Heterogeneous flow-mediated dilation (FMD) and low-flow-mediated constriction (L-FMC) responses have been reported between upper- and lower-limb arteries. Radial artery L-FMC, but not FMD, responses are blunted when endothelial-derived hyperpolarizing factors (EDHF) or prostaglandin production are inhibited in young adults. However, it is unknown if these mechanisms similarly impact endothelial-dependent responses in the brachial (BA) and popliteal (POP) arteries. We tested the hypotheses that BA-L-FMC and POP-L-FMC would be attenuated following independent EDHF and prostaglandin inhibition. Eighteen participants (23 ± 3years; 6♀) completed 3 randomized and double-blinded ultrasound assessments following ingestion of an opaque capsule containing maltodextrin (Control), 150mg Fluconazole (EDHF inhibition) or 500mg Aspirin (prostaglandin inhibition).

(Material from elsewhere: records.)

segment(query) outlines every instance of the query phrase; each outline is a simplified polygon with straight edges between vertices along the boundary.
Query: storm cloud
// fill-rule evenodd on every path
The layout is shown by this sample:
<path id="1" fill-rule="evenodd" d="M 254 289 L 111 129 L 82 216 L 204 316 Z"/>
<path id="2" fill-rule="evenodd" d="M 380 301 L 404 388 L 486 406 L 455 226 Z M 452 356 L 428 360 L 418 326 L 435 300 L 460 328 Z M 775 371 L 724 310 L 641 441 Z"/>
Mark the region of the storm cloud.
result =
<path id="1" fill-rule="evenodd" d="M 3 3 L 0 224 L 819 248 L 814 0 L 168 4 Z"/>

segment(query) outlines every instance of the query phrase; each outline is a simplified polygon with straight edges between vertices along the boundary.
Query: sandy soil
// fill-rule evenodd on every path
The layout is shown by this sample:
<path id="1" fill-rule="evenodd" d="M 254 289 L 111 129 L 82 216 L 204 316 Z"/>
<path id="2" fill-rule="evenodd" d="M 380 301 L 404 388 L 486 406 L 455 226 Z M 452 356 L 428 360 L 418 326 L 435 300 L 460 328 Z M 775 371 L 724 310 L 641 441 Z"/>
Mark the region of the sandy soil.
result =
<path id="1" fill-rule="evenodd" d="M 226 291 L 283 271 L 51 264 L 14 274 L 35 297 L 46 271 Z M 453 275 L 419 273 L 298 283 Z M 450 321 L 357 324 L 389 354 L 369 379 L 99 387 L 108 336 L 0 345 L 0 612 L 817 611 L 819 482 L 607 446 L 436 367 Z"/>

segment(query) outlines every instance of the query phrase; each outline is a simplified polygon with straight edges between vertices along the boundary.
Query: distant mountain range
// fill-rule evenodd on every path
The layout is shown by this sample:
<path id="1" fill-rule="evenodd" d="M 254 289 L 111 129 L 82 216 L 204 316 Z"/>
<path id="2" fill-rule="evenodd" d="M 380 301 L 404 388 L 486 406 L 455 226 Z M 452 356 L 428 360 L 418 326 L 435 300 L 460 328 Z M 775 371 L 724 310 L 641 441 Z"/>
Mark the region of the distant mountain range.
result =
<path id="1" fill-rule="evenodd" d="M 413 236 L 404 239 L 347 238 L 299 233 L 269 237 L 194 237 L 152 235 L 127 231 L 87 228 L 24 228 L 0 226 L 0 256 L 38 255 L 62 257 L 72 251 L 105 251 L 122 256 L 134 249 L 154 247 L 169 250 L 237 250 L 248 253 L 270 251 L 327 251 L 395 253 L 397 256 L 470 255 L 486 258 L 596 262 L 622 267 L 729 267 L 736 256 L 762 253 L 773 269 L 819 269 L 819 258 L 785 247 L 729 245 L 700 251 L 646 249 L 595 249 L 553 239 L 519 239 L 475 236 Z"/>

POP resting diameter was reduced following Fluconazole administration (6.13±0.63 mm versus 6.19±0.65 mm in Control, P=0.03). Compared to Control, Fluconazole also blunted the relative L-FMC responses in both the BA (-2.1 ± 0.8% versus -0.8 ± 1.0%, P=0.001) and POP (-1.7±1.1% versus -0.8±0.9%, P=0.009). In contrast, Aspirin did not impact either the BA (-1.9±0.7%) or POP-L-FMC (-1.3±0.6%) responses (both, P>0.35). The FMD response was unchanged following Fluconazole or Aspirin administration in either artery (both, P>0.36). Our findings demonstrate that EDHF mediates L-FMC responses in both the brachial and popliteal arteries. Complementary to the nitric oxide-mediated FMD response, L-FMC appears to provide information regarding the EDHF pathway. Future research should uncover if these mechanisms impact older adults and/or patient populations characterized by vascular endothelial dysfunction associated with low aerobic fitness and habitual physical activity levels.